Although studies have demonstrated high validity of self-reported medication use and duration compared to pharmacy records, particularly for statins [47], our study is still limited by its cross-sectional approach and self-reported medication use, so our findings warrant exploration of this question using longitudinal prospective and clinical data. Although we observed consistency of our findings using PS and IPTW sensitivity analyses, which considered self-reported data on the use of other relevant medication (aspirin, anti-hypertensive medication) and disorders (diabetes, only in the PS for statin use), we remain unable to distinguish the effect of the underlying disease process culminating in the use of these medications from the effects of the medication itself on MBD as medication use nearly completely correlated with disease status (for example, only 8.7% of women who had used neither medication reported having diabetes), our comparison group likely contains both diseased non-medication users with underlying disease and disease-free women, and data were unavailable for clinical measures and diagnosis timing. The predominantly immigrant, majority Hispanic composition of our study population may hinder generalizability of our findings, yet it provides new data in population groups that have been underrepresented in prior studies in this area.

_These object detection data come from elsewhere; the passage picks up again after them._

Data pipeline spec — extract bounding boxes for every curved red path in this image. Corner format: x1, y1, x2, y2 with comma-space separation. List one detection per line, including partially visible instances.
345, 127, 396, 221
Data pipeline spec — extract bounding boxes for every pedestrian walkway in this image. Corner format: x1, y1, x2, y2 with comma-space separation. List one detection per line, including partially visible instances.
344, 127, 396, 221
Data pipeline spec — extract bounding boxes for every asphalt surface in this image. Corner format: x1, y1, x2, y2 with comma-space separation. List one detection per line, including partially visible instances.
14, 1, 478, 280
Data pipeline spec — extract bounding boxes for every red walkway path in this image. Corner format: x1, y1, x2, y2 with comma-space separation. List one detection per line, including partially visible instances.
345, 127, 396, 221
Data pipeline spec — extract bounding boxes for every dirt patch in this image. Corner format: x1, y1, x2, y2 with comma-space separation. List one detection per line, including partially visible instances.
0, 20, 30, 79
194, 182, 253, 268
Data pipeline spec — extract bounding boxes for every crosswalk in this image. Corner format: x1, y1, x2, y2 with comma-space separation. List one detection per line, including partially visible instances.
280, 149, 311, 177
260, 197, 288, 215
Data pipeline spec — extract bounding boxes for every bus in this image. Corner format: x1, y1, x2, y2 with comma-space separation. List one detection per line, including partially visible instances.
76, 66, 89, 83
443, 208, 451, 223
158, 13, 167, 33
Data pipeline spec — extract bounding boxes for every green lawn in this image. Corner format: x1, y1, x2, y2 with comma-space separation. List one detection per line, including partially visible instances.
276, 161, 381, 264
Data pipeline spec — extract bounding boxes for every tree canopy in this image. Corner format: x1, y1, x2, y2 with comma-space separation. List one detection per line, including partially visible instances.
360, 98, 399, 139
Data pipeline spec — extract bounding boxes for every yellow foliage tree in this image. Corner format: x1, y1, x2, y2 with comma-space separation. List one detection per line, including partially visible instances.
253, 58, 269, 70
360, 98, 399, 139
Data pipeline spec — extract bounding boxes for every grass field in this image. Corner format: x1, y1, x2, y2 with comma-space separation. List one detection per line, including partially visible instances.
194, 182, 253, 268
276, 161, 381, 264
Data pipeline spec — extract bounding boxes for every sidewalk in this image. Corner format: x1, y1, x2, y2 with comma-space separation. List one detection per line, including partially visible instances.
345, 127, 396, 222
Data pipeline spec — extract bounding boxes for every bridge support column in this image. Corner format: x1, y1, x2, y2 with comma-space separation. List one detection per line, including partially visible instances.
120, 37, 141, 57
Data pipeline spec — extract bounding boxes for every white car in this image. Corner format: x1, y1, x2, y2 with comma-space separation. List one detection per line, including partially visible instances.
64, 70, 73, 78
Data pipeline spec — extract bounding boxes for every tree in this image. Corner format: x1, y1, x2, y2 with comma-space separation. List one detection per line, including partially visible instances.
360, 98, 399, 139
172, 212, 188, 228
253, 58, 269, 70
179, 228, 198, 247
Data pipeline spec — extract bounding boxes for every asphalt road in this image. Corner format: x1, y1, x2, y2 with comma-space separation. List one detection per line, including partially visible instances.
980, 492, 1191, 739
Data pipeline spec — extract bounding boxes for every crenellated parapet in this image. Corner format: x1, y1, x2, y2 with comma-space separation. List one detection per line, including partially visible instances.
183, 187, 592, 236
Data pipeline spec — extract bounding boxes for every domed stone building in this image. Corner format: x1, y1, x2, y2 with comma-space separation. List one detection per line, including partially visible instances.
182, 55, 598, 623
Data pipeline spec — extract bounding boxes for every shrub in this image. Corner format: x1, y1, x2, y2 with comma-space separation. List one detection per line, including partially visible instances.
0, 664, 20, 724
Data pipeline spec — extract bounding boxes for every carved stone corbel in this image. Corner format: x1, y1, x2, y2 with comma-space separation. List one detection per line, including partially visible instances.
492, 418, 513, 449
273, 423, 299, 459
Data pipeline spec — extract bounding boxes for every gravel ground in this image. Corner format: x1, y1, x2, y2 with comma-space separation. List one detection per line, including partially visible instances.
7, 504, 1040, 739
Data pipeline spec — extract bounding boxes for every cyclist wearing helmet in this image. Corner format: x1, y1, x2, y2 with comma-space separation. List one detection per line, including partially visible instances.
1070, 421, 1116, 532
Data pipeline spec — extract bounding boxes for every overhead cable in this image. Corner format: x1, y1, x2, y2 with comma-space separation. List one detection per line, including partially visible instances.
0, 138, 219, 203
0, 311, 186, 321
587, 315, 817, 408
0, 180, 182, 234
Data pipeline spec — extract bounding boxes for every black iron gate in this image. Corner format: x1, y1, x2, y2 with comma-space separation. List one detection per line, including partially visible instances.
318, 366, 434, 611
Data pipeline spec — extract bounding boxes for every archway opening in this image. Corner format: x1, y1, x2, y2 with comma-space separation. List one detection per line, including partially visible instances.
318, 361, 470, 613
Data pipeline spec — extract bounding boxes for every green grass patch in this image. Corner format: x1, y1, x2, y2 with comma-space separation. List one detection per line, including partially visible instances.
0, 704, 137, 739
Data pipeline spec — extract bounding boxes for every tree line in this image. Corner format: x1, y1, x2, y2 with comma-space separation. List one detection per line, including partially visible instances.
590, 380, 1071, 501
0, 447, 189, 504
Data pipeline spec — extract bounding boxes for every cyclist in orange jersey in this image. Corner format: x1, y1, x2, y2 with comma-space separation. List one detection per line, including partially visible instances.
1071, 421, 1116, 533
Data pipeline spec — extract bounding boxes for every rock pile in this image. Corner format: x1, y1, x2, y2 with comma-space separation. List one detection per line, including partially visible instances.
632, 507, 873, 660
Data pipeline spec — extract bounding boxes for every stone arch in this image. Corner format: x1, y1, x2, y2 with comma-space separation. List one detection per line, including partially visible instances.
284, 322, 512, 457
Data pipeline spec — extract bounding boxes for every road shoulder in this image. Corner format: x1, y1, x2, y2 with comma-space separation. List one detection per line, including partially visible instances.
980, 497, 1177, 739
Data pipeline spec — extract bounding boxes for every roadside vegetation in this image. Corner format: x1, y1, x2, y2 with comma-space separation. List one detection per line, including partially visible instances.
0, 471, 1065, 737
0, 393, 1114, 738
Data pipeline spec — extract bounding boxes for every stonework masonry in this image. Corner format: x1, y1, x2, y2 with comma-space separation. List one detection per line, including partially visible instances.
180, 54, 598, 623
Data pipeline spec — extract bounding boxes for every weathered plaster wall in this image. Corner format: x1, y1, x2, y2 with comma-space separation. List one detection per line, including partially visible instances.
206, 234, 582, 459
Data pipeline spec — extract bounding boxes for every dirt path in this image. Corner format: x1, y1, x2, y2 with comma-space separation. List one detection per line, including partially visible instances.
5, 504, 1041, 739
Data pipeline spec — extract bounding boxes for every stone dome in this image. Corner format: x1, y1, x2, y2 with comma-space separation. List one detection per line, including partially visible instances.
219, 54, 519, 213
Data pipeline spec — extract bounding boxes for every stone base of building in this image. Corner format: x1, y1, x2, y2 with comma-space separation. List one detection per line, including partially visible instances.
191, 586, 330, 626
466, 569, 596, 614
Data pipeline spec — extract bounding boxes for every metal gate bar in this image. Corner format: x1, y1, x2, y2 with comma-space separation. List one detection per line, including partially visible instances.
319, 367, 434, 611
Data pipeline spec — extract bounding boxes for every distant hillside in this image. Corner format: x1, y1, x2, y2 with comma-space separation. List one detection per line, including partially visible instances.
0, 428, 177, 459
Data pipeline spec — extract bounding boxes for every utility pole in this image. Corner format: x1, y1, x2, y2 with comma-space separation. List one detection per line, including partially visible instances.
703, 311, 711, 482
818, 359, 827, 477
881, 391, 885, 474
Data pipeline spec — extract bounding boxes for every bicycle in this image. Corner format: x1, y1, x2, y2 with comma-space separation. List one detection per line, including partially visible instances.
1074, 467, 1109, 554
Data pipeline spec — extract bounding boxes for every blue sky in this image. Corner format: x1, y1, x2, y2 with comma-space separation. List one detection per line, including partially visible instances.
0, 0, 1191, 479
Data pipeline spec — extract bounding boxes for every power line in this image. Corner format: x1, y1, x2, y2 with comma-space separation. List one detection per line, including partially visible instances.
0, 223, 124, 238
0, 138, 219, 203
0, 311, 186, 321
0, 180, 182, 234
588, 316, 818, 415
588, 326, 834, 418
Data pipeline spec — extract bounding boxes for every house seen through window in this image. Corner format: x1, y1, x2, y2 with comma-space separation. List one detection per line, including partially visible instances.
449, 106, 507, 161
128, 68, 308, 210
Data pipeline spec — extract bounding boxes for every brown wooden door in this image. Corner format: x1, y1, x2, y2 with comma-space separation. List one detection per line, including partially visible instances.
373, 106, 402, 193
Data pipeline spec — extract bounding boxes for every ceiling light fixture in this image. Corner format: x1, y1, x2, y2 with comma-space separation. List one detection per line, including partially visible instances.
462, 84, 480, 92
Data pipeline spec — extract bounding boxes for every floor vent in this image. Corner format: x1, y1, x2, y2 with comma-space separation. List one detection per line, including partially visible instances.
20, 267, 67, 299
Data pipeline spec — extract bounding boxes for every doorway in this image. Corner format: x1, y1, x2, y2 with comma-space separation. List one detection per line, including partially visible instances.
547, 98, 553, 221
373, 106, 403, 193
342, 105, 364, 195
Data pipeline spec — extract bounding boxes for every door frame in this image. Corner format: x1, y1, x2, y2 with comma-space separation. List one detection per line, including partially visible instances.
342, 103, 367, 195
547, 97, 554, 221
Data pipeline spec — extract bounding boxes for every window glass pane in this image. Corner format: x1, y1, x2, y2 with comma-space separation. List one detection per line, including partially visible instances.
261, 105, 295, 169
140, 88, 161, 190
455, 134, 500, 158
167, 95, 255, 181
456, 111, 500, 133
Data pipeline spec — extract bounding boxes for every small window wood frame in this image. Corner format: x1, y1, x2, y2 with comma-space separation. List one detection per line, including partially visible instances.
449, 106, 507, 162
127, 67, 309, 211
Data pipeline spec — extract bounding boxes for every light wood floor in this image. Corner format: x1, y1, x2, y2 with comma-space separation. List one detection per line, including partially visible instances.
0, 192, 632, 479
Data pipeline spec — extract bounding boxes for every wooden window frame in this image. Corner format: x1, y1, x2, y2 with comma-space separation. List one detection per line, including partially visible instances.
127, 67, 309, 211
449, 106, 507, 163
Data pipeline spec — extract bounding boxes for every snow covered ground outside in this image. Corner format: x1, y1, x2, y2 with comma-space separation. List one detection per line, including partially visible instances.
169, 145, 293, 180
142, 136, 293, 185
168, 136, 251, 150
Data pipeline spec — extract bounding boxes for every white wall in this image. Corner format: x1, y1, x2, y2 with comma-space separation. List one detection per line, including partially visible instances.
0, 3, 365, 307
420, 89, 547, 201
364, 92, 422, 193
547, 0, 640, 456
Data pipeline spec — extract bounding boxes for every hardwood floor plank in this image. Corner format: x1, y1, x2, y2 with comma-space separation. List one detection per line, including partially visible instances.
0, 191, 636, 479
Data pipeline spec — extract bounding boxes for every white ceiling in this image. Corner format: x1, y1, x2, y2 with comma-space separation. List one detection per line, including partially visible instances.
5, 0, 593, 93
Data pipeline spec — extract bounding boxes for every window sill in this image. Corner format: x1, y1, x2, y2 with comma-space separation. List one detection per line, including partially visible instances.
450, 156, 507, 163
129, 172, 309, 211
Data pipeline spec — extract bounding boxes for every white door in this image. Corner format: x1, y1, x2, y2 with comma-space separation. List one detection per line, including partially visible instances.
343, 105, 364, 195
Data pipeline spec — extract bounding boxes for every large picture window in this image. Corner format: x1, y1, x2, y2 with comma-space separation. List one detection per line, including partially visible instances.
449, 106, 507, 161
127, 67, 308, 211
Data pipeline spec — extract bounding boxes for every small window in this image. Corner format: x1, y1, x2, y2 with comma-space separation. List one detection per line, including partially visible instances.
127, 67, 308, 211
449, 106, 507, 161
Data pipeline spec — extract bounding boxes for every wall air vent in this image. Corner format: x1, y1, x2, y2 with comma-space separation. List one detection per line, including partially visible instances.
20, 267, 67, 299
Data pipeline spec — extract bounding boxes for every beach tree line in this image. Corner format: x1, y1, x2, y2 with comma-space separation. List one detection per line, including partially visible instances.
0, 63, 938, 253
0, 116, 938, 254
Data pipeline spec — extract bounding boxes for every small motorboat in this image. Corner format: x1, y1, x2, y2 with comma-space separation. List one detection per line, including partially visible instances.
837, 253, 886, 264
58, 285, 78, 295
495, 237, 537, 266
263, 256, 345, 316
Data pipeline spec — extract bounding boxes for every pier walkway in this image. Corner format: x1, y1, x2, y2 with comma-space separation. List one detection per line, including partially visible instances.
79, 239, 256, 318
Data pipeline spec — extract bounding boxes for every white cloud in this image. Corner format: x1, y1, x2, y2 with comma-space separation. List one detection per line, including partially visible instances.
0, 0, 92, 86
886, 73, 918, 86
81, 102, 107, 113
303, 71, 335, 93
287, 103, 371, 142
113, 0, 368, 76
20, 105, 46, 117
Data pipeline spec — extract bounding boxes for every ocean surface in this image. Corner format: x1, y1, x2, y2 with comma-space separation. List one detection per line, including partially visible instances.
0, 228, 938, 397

Our study is strengthened by the use of reliable, semi-automated, continuous MBD measures in addition to clinical BI-RADS, and a population with a high cardiometabolic burden [32] and therefore high prevalence of metformin and statin use. Thus, we were well-powered to analyze this question compared to previous studies in populations with lower cardiometabolic risk that observed mixed results. Future work should consider this question prospectively, while considering dose, duration, statin lipophilicity, and blood cholesterol, particularly in cohorts with a high prevalence of medication use, such as this one.

Conclusion

Statin use was consistently associated with lower mammographic breast density, measured both through clinical radiologist assessment and continuous relative and absolute measures, including dense area, a biologically significant indicator of breast cancer risk. Metformin use was associated with lower percent density and higher non-dense area on the mammogram, but this association may be driven by co-medication with statins. Our overall results support that statins may lower mammographic density, but they need confirmation through prospective studies with data on underlying clinical conditions.